Dat deed het IWK. Het onderzoeksinstituut doorzocht de Patentscope-databank van de World Intellectual Property Organization naar patenten van circa 60 internationale ondernemingen (autofabrikanten, toeleveranciers, elektronicaconcerns en “digitale uitdagers” als Google) die met autonoom rijden in verbinding te brengen zijn. Dat leverde 5.839 patenten op tussen januari 2010 en juli 2017. Ruim de helft daarvan is aangevraagd door autobouwers, nog haast een derde staat op naam van toeleveranciers. Nieuwe toetreders komen niet verder dan een kleine 7 procent van het totaal. Vrijwel al die patenten staan op naam van Google, dat met 338 patenten vertegenwoordigd is.

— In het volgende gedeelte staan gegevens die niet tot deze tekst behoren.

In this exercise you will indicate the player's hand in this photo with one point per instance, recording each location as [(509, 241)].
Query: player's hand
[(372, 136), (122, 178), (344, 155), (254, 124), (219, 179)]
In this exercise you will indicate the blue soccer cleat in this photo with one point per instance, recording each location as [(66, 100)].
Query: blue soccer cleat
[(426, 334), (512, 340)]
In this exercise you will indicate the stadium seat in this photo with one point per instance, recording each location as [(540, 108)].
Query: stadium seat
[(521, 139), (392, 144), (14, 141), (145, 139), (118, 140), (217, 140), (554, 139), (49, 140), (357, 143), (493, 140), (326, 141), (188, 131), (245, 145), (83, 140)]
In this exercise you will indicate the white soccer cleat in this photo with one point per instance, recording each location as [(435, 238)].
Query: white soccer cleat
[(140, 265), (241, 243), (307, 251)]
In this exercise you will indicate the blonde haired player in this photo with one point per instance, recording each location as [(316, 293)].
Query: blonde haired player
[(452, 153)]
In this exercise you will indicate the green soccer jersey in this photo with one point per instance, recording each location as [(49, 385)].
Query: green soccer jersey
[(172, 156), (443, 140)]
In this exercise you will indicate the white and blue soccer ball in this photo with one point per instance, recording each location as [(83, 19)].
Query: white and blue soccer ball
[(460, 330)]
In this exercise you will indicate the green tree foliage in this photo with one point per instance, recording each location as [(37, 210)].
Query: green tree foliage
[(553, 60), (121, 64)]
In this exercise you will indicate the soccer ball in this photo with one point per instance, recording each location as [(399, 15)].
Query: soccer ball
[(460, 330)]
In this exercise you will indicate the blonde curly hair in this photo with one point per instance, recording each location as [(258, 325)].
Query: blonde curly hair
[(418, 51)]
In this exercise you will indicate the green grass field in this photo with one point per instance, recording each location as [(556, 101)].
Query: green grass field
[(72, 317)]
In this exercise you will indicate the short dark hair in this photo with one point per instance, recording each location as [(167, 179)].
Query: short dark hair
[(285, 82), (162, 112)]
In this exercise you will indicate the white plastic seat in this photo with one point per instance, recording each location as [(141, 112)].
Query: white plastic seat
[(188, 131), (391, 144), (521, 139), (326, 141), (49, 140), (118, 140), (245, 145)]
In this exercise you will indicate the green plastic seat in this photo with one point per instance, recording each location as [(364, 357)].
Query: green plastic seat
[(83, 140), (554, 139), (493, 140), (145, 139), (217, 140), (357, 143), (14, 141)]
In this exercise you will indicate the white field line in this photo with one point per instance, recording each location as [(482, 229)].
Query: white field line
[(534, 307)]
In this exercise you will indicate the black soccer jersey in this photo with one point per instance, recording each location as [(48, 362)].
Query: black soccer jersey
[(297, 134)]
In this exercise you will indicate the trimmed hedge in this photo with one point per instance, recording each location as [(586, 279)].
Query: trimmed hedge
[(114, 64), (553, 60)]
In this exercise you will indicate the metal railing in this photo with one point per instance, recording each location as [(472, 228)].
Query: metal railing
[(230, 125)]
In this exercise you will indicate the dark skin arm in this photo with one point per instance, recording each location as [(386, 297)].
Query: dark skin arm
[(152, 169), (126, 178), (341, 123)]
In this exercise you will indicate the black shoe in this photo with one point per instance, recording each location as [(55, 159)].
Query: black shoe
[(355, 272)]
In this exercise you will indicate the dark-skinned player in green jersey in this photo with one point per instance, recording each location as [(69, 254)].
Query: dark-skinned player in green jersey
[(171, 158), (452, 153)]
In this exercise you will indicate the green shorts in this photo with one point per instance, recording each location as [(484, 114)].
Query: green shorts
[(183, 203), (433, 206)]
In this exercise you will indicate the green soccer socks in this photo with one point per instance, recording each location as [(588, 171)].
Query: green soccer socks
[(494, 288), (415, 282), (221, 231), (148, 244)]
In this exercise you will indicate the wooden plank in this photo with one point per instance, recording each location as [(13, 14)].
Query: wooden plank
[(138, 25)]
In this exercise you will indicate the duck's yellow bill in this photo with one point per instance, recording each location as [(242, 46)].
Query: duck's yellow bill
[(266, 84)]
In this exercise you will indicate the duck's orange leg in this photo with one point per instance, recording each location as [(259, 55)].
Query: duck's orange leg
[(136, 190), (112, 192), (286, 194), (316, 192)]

Apple en Tesla ontbreken volledig.
Hubertus Bardt, hoofd wetenschap bij het IKW, noemt het aandeel van de nieuwe toetreders “uitgesproken gering”, zelfs als je aanneemt dat de meeste technische ontwikkelingen nog niet gepatenteerd zou zijn.
Uitblinker in patenten is de Duitse auto-industrie. Die tekent voor 52 procent van de wereldwijd aangemelde patenten. In de toptien staan zes Duitse bedrijven: toeleverancier Bosch pant de kroon met 958 patenten, gevolgd door Audi (516) en Continental (439). Ford (402) en GM (380) timmeren ook stevig aan de weg, maar volgens Bardt profiteert de Duitse auto-industrie van een unieke uitgangspositie: het aandeel premium-merken onder de Duitse fabrikanten is erg hoog, waardoor de industrie als geheel profiteert van een hoog innovatieniveau. Dat is terug te zien in de beschikbaarheid van allerlei systemen voor rij-assistentie, die voorlopers zijn van autonoom rijden. Die innovaties vinden bovendien relatief spoedig hun weg naar de Duitse volumemerken, waardoor de kosten voor onderzoek en ontwikkeling snel kunnen worden terugverdiend en mogelijkheden ontstaan voor optimalisatie en verdere ontwikkeling van technieken.
Maar, zo schrijft Bardt: niemand mag op zijn lauweren gaan rusten, want andere partijen steken de Duitse industrie naar de kroon. Het aantal patenten neemt de afgelopen jaren snel toe. Ook ziet hij grote uitdagingen in het ontwikkelen van volledig nieuwe businessmodellen, die niet meer draaien om het leveren van auto’s maar om data.